1) What is the initiative?
Singapore and 27 other non-G20 nations have formed informal coalition known as the Global Governance Group or “3G”. Established at the United Nations Headquarters in New York, the group was formed as a means for small and medium UN member states to discuss matters regarding global governance and channel their views into the G20 process.
The member states include:
• Six from Southeast Asia and the Asia-Pacific (Singapore, Malaysia, Brunei, the Philippines, New Zealand and Vietnam)
• Three from the Middle East (Bahrain, Qatar and the United Arab Emirates),
• Three from Africa (Rwanda, Senegal and Botswana)
• Eight from Europe (Sweden, Belgium, Ireland, Luxembourg, Switzerland, Liechtenstein, Monaco and San Marino)
• Two from South America (Uruguay and Chile)
• Six from Latin America and the Caribbean (Costa Rica, Guatemala, Panama, Jamaica, Barbados and Bahamas).
The 3G was conceptualized in April 2009, at the G-20 London summit, where some countries which were not essentially part of the G-20, were invited as part of a ‘grey list’. Consequently, Singapore’s Permanent Representative to the United Nations Mr. Vanu Gopala Menon arranged meetings in order to further develop the idea. The UN Secretary-General Ban Ki Moon, attended two of these meetings. Mr. Menon stressed that “the 3G’s objective is to strengthen the UN, not undermine it” and that the “G-20 should be a bit more inclusive and transparent”.
2) What is its significance?
In the midst of the global financial crisis, the Group of 20 (G-20) has emerged as a key group, charged with the task of setting the global agenda. However, under this framework there is rising fear amongst smaller countries that although they face the same financial and climate change challenges, their concerns will not be sufficiently reflected by the larger countries. As a result, the 3G was formed. “The G-20 constitutes 80 per cent of world gross domestic product”, said Singapore Foreign Minister George Yeo as he described the catalyst for forming the 3G during a meeting in Davos that he hosted. “Power itself confers legitimacy. At the same time it cannot be that the interests of small countries can be given short shrift. In the nature of international politics, what isn't organised and what isn't heard tend to matter less”, said Mr. Yeo.
Currently, the 3G is attempting to create a series of principles and objectives to be circulated as a UN document. It is aimed to be completed prior to the G-20 meeting in June in Canada, to be able to express the concerns of the smaller countries on the world stage.
3) Why does the SIIA support the 3G initiative?
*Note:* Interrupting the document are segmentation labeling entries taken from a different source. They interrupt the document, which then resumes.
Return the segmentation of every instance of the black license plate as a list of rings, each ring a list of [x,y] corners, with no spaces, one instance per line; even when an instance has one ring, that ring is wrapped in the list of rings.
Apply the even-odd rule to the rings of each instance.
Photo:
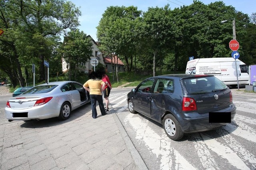
[[[231,112],[209,112],[209,123],[231,123]]]
[[[12,117],[28,117],[28,112],[13,113]]]

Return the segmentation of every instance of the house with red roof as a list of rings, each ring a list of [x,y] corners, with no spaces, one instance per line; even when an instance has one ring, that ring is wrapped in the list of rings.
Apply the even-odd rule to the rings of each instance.
[[[91,59],[86,62],[79,63],[79,64],[82,66],[82,68],[83,68],[82,71],[88,73],[93,70],[93,67],[91,64],[91,60],[96,58],[98,60],[98,63],[101,63],[105,66],[107,68],[106,71],[107,70],[108,72],[116,72],[116,69],[115,66],[116,65],[114,64],[114,62],[116,61],[115,63],[116,63],[116,56],[112,57],[104,56],[102,53],[100,51],[100,50],[98,47],[98,43],[90,35],[88,35],[88,37],[91,38],[92,42],[92,54]],[[111,58],[112,59],[112,61],[111,61]],[[66,63],[64,58],[62,58],[62,70],[63,72],[66,72],[68,69],[68,63]],[[118,72],[123,72],[124,71],[124,65],[120,59],[118,59]]]
[[[105,63],[105,67],[107,68],[108,72],[116,72],[116,61],[117,60],[117,71],[118,72],[123,72],[124,71],[124,64],[121,61],[120,59],[116,57],[116,56],[110,57],[105,56],[103,57],[103,60]]]

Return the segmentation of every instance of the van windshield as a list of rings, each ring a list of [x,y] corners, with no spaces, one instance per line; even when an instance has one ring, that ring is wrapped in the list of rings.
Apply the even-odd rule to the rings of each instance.
[[[186,91],[190,94],[216,92],[224,90],[228,86],[214,76],[182,79]]]

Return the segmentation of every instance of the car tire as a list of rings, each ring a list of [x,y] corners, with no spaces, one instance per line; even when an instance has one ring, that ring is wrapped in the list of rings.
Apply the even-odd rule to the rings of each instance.
[[[237,87],[237,84],[231,84],[230,86],[232,88],[235,88]]]
[[[67,102],[64,102],[60,107],[58,119],[61,120],[68,119],[70,116],[71,112],[71,106],[70,104]]]
[[[128,101],[128,109],[129,109],[130,112],[132,113],[135,114],[137,113],[137,111],[134,110],[133,103],[131,100],[129,100]]]
[[[164,118],[163,124],[165,133],[171,139],[177,141],[183,137],[184,133],[180,125],[173,115],[166,115]]]

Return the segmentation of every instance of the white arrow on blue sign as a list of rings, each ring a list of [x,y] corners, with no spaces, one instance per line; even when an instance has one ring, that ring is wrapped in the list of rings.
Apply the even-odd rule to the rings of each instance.
[[[49,67],[49,63],[47,62],[45,60],[44,60],[44,64],[47,67]]]
[[[191,60],[194,60],[194,56],[190,57],[189,57],[189,61],[191,61]]]
[[[240,55],[238,51],[233,51],[231,53],[231,57],[233,59],[237,59],[240,57]]]

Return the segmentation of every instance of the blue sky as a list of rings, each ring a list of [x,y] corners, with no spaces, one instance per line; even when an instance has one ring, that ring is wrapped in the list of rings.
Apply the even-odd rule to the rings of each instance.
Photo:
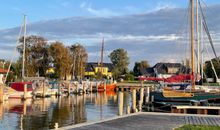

The G-20 is now a permanent institution, with the G-7 in 2009 having surrendered to it dominance over economic policy. Cooperation among the biggest powers is indeed important. But there is no guarantee that large countries will take into account sufficiently the concerns of smaller countries. There is a danger that large, powerful states might come to an agreement among themselves on issues and then dictate to others. Such issues may include climate change, free trade and banking reform.
Rather than aspire to get into the G-20, medium- and smaller-size countries open to the global economy may be better served by organising among themselves. Working together, they might make their views better known to the G-20 and collectively have a weight that none of them would have separately. The formation of the 3G is a step towards this goal.